Prof. Dr. Md Shahidul Ameen, Patrick D. Rozario, Syed Abu Sufian Kushol
Year:
2018
University:
BUET
[ From the student ]
The present is a time, where no fixed guideline remains as to from what point of view a project should be understood or observed. Whether it be an engineer or an architect, we are to find that grey area in between, which maximizes the output of the objectives to be achieved.
This project is based on the concept, ‘Assemblage’ which is an ontological framework developed by Giles Deleuze and Felix Guattari, originally presented in their book “A thousand plateaus(1980)”. Assemblage theory provides a bottom-up framework for analyzing social complexity by emphasizing fluidity, exchangeability, and multiple functionalities through entities and their connectivity.
The concept of assemblage is being observed in a wide variety of fields in today’s time.
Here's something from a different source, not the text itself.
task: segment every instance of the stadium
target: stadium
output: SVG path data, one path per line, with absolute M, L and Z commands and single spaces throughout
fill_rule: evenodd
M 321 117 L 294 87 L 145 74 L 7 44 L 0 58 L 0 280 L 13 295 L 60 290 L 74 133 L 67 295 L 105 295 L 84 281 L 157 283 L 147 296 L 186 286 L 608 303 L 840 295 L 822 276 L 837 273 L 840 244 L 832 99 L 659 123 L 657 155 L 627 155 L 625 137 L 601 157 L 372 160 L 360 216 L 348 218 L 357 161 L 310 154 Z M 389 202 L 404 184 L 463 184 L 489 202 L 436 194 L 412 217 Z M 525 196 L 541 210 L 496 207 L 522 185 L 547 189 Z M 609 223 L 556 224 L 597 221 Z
Now the question arises whether the same concept can be applied to address the rapid growing disruptions in an urban context.
The tannery industry is one of the thousand industries which faces this form of disruption at a massive scale. And of the many proposals to tackle this disruption, the middle ground of assemblage seems to be one of the most reasonable ones in terms of solving this crisis from the basic core.
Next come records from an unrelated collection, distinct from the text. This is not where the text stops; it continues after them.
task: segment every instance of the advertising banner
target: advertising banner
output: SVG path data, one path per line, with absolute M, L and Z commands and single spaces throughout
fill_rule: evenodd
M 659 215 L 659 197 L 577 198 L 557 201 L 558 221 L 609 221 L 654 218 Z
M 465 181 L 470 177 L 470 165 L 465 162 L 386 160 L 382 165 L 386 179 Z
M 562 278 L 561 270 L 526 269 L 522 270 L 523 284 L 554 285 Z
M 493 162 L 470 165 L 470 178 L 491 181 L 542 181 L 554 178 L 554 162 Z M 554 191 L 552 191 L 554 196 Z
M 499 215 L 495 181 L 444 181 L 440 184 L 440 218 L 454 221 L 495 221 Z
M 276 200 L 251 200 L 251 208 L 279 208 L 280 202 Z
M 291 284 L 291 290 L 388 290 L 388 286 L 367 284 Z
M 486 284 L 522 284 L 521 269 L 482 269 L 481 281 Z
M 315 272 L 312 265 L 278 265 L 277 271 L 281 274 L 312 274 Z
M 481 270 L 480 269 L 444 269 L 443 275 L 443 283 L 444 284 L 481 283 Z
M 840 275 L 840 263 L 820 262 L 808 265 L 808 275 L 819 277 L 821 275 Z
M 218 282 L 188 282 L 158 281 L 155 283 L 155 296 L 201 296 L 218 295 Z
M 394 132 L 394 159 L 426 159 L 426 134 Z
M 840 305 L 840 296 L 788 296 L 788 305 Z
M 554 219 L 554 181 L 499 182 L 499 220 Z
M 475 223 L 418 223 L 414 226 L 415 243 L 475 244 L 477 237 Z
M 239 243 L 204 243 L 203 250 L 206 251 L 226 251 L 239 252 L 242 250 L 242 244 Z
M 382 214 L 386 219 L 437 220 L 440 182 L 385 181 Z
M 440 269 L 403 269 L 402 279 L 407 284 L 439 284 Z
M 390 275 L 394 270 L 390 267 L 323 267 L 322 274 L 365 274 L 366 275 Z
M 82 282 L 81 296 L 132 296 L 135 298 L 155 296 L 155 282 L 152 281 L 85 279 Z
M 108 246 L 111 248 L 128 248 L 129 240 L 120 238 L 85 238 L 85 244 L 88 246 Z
For the last 50 years, the tannery industry has grown with all its chain of networks in Hazaribag, which has eventually lead to manifold disruptions and adverse effect upon the environment, especially the Buriganga river. In recent years, the industry has been shifted to Savar with the aim of regenerating the tannery estate in a technologically advanced and environmentally sustainable way. But unfortunately most of the objectives are not achieved and with the exclusion of the social fabric of Hazaribag, the disruptions are forming with newer dimensions. The alarming part is that Dhaleswari is soon turning into the next Buriganga.
Now the main challenge was to design a new tannery estate at Savar, regaining the lost social fabric of Hazaribag and including the upcoming technologies for upgradation. The spatial design was generated following the five points of Rhizome from the assemblage theory, connection, heterogeneity, multiplicity, asignifying rupture, cartography, and decalcomania.
Starting from the building mass to the clusters and finally the entire master plan – these factors could actively decrease the predictable disruptions and generate opportunities for future adaptability from a single unit industry to the urban scale.